Production capital profitability is considered a separate object of the analysis.
This study highlights different models for analysis of production capital profitability. It identifies the impact of the system of direct factors on the formation and dynamics of this key business indicator. Factors may be classified as follows: changes in sales profitability and changes in the production capital turnover ratio; changes in the absorption rate of fixed tangible assets and changes in the short-term asset load ratio; changes in the volume and range of sold products and changes in the net sales prices of goods; changes in cash inflows from clients and changes in the receivables from sales.
The impact of some other important factors on the dynamics of production capital profitability is also of interest. Here, we speak, for example, about the time period for collection of receivables from clients, the evaluation of the production assets, the age structure of fixed tangible assets, the level of fitness of these assets, the enterprise’s amortization policy, etc.

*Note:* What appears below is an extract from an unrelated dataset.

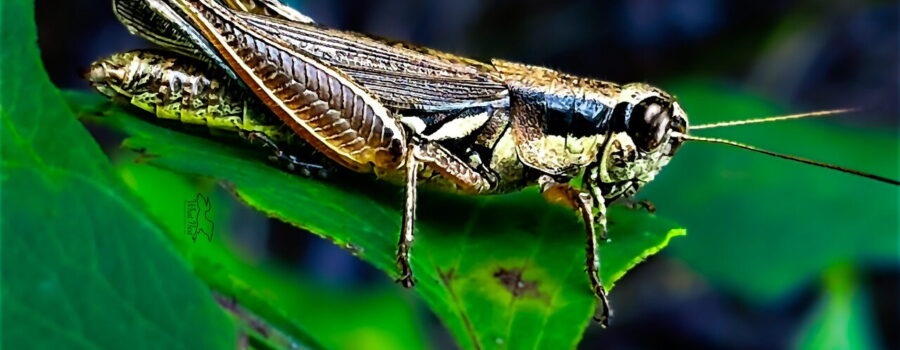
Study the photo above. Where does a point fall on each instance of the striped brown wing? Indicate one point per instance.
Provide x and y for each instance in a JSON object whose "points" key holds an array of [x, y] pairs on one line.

This study is aimed at achieving extended models for analysis of production capital profitability allowing us to identify and evaluate the power and the direction of direct factors’ impact on the dynamics of this indicator. The information obtained from the analysis is useful for the management to make timely decisions for the optimization of the structure of production and sales, for accelerating the collection of receivables from clients, for solvency and liquidity, as well as for achieving and maintaining market stability and financial equilibrium of industrial enterprises in operating and strategic aspect.